As bad as circumstances were, they were about to get worse. As the Russians advanced from the East, the Germans feared Stalag II B would be overtaken and the prisoners liberated. On January 29, 1945, the guards began marching the prisoners on a 600-mile slog toward Munich during the cold, northern German winter. Lowell said the snow was over his boots and they slept outdoors or in barns and got lice. They only had rations for the first week and then had to live off the land. 
The Journal-Gazette posted, “He was one of the twelve hundred that started the march from the Stalag. They marched 600 miles in two months and only four hundred and fifty-eight survived.”.
The survivors of the forced march ended up at Stalag VII A, a large POW camp at the outskirts of Moosburg, Germany, about 25 miles from Munich. After 16 months as a prisoner of war, this is where his captivity ended. In a letter to his parents, reprinted in the Victory Edition of the Journal-Gazette, Lowell said, “The Russians liberated me on April 29 [1945].”
Other newspapers also indicated the Russians had liberated him, which suggests a different picture of the circumstances of his release than the actual facts. Of the Russians, Margaret stated in the SHS interview, “[T]hey didn’t liberate you because you took off before they got there. Lowell responded, “Took off before they got there . . . we knew the Americans were nearby.” 
With the Russians approaching, German guards began deserting the Stalag. Although Lowell said that he had never tried to escape, when the German guards evacuated from Stalag VII A, he and fellow prisoner Darrell Hibbard walked to the American forces. In the letter to his parents, reprinted in the West Plains Journal, Lowell wrote, “They [Russians] treated us very nice, got plenty of rides to the American lines.” The Journal-Gazette reported Lowell said he “kissed the first American soldier he saw after getting loose.”
Lowell departed for America from LaHarve, France, on a naval transport and arrived home on June 28, 1945. He received an extended furlough and arrived by train at Cabool where Troop G Highway Patrolman Ted R. Taylor picked him up and drove him to Willow Springs.

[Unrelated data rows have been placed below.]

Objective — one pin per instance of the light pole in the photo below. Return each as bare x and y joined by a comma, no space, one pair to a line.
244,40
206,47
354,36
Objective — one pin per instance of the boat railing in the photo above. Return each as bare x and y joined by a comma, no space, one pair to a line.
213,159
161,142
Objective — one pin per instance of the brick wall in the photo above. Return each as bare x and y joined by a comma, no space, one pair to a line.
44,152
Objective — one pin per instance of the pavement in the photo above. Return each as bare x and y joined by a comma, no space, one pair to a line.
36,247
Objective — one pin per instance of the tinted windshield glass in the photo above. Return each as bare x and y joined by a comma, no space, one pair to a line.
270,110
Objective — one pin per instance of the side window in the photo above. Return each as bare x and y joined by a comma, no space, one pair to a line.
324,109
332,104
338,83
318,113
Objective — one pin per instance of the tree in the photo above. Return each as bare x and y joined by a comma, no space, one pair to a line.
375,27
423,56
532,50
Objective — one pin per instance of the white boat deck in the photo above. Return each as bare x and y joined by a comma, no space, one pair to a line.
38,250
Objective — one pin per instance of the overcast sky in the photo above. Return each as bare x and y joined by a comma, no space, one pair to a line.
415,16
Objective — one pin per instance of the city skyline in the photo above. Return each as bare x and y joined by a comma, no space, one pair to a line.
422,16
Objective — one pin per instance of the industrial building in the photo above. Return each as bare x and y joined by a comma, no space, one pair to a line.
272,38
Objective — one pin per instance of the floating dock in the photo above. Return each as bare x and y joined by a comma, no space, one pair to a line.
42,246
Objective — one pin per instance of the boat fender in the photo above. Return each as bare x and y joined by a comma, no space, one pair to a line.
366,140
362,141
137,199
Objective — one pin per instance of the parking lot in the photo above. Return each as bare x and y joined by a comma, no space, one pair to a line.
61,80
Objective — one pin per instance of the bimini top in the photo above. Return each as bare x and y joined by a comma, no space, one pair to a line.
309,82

In September 1945, Lowell and Margaret traveled to Hot Springs, Arkansas, for two weeks of rest and recouperation. Lowell continued to have physical pain from his wound that required an operation at the Veteran’s Hospital in Memphis, Tennessee, in February 1946.
Lowell’s official date of separation from the Army was October 13, 1945. His Separation Qualification Record shows he was awarded four battle stars and a Good Conduct Medal. 
For those who didn’t know Lowell McMurtrey, now, you do. For those who did, I hope you know him better—I do.
My thanks to the State Historical Society of Missouri for the information obtained from the Lowell and Margaret M. McMurtrey Papers (C4172), 1942-1971.